You refuse to believe that you’ll never see her again. She’ll drop in on you, you tell yourself, with an Americano and a laugh reserved for you. You’ll see her out shopping and this time, you won’t just watch her pass. You refuse to believe this is the last time - but still, you save every detail of her after she’s gone, taking the sea with her. You save the new tones of her voice, the colour of her summer lipstick, the way her hair settled when she brushed it out of her eyes. You don’t need to save her eyes. They’ll never leave you. You tell these details to yourself like stories but you know they’ll start to fade, anyways.

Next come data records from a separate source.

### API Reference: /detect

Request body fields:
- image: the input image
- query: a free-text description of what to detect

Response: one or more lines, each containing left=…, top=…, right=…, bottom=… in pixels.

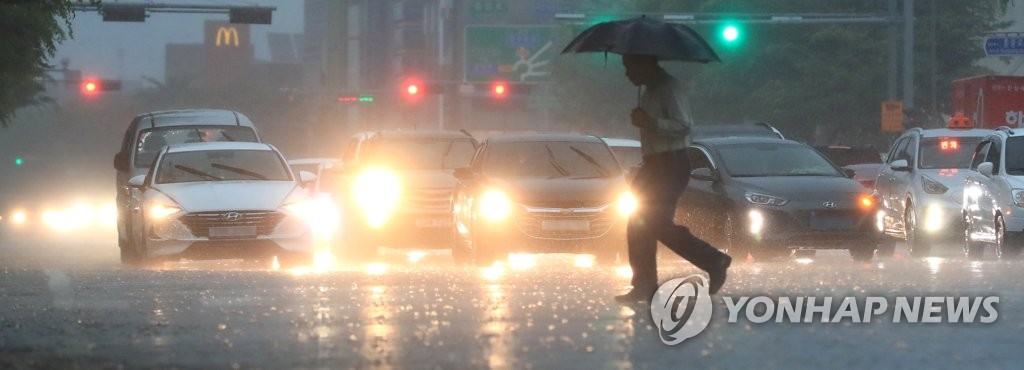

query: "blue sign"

left=985, top=36, right=1024, bottom=56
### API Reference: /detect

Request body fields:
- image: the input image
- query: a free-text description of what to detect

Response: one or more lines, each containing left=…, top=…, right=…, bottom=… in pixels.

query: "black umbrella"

left=562, top=16, right=722, bottom=63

You still remember her, every time you see the ocean. You wonder if the next time you see her she will be walking out of the waves, coming back to you at last. You tell yourself you won’t let her go this time. It takes a few years for you to stop believing in this. It takes a few more before you’ve forgotten everything but the burn of her eyes, that you called insatiable, once, and you wonder if you were talking about her or yourself.